Interleukin-1 receptor 1 knockout has no effect on amyloid deposition in Tg2576 mice and does not alter efficacy following Abeta immunotherapy

J Neuroinflammation. 2006 Jul 26:3:17. doi: 10.1186/1742-2094-3-17.

Abstract

Background: Microglial activation has been proposed to facilitate clearance of amyloid beta protein (Abeta) from the brain following Abeta immunotherapy in amyloid precursor protein (APP) transgenic mice. Interleukin-1 receptor 1 knockout (IL-1 R1-/-) mice are reported to exhibit blunted inflammatory responses to injury. To further define the role of IL-1-mediated inflammatory responses and microglial activation in this paradigm, we examined the efficacy of passive Abeta immunotherapy in Tg2576 mice crossed into the IL-1 R1-/- background. In addition, we examined if loss of IL-1 R1-/- modifies Abeta deposition in the absence of additional manipulations.

Methods: We passively immunized Tg2576 mice crossed into the IL-1 R1-/- background (APP/IL-1 R1-/- mice) with an anti-Abeta1-16 mAb (mAb9, IgG2a) that we previously showed could attenuate Abeta deposition in Tg2576 mice. We also examined whether the IL-1 R1 knockout background modifies Abeta deposition in untreated mice. Biochemical and immunohistochemical Abeta loads and microglial activation was assessed.
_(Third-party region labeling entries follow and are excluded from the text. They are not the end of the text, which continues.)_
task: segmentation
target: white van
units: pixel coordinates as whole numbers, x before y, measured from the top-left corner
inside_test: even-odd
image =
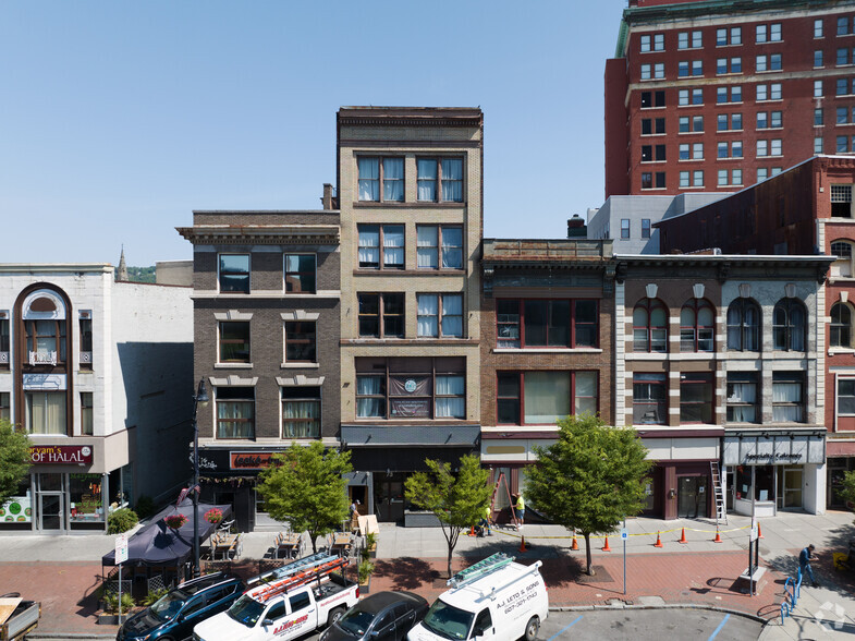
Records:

Results: Passive immunization with anti-Abeta mAb was effective in reducing plaque load in APP/IL-1 R1-/- mice when the immunization was started prior to significant plaque deposition. Similar to previous studies, immunization was not effective in older APP/IL-1 R1-/- mice or IL-1 R1 sufficient wild type Tg2576 mice. Our analysis of Abeta deposition in the untreated APP/IL-1 R1-/- mice did not show differences on biochemical Abeta loads during normal aging of these mice compared to IL-1 R1 sufficient wild type Tg2576 mice.

Conclusion: We find no evidence that the lack of the IL-1 R1 receptor influences either Abeta deposition or the efficacy of passive immunotherapy. Such results are consistent with other studies in Tg2576 mice that suggest microglial activation may not be required for efficacy in passive immunization approaches.